Journal of Physical Chemistry A, Vol.114, No.24, 6689-6700, 2010
Interpretation of Indirect Nuclear Spin-Spin Couplings in Isomers of Adenine: Novel Approach to Analyze Coupling Electron Deformation Density Using Localized Molecular Orbitals
Adenine, an essential building block of nucleic acids present in all living systems, can occur in several tautomeric forms. The phenomenon of tautomerism can be investigated by several experimental methods, including nuclear magnetic resonance. In this study, long-range H-1-C-13 and H-1-N-15 coupling constants for N-alkyl derivatives related to four tautomers of adenine are investigated in DMSO and DMF solutions. To investigate the structural dependence of the coupling constants and to understand how polarization propagates in the system, Fermi contact (FC) terms were calculated for the individual isomers and analyzed by using density functional theory (DFT), and the coupling pathways were visualized using real-space functions.

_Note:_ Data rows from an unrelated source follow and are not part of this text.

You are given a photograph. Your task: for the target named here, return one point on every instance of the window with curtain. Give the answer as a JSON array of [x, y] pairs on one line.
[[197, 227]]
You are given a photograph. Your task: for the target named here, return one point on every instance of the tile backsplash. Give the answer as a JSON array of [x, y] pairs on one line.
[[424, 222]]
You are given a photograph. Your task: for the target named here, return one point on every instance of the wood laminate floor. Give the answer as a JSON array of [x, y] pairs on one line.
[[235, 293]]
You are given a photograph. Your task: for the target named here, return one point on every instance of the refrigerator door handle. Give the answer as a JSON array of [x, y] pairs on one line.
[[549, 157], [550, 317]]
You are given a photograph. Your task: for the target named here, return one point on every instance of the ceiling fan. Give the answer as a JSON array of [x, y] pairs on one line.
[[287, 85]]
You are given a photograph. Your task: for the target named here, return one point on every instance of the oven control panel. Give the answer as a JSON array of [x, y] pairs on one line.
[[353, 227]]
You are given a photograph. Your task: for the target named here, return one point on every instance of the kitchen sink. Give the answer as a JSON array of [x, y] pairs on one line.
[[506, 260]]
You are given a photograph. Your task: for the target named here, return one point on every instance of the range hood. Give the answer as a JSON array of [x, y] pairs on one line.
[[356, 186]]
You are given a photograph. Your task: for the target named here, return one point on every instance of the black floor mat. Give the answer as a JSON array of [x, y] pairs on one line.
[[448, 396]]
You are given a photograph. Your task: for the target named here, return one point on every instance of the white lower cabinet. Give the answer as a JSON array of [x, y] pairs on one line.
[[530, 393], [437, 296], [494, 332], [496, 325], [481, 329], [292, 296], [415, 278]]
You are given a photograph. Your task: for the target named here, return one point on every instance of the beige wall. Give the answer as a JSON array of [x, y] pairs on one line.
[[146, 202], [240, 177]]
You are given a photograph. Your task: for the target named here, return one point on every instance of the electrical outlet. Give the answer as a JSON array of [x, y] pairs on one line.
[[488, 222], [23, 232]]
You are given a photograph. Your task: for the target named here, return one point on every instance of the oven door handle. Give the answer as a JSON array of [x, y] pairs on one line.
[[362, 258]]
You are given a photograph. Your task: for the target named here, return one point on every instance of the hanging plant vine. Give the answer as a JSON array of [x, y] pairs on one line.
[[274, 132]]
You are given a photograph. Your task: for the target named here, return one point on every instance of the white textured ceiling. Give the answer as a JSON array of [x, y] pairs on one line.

The coupling electron deformation densities (CDD) of several H-1-X (X = C-13, N-15) pairs are evaluated and compared. In order to analyze the CDD in more detail, a new approach to break down the CDD into contributions from Boys or Pipek-Mezey localized molecular orbitals (LMOs) has been developed. A similar approach has been applied to split the value of the FC contribution to the J coupling into the LMO contributions. On the basis of chemical concepts, the contributions of sigma-bonds, pi-electrons, and lone pairs of electrons are discussed. The lone pair of electrons at the nitrogen atom contributes significantly to the H-1-C=N-15 coupling, whereas the H-1-C=N-C-13 coupling is affected in a somewhat different way. Surprisingly, the contribution of the intervening C=N bond to the FC term for H-1-C=N-15 coupling originates exclusively in sigma-electrons, with a vanishingly small contribution calculated for the pi-electrons of this fragment. This behavior is rationalized by introducing the concept of "hard and soft J elements" derived from the polarizability of the individual components.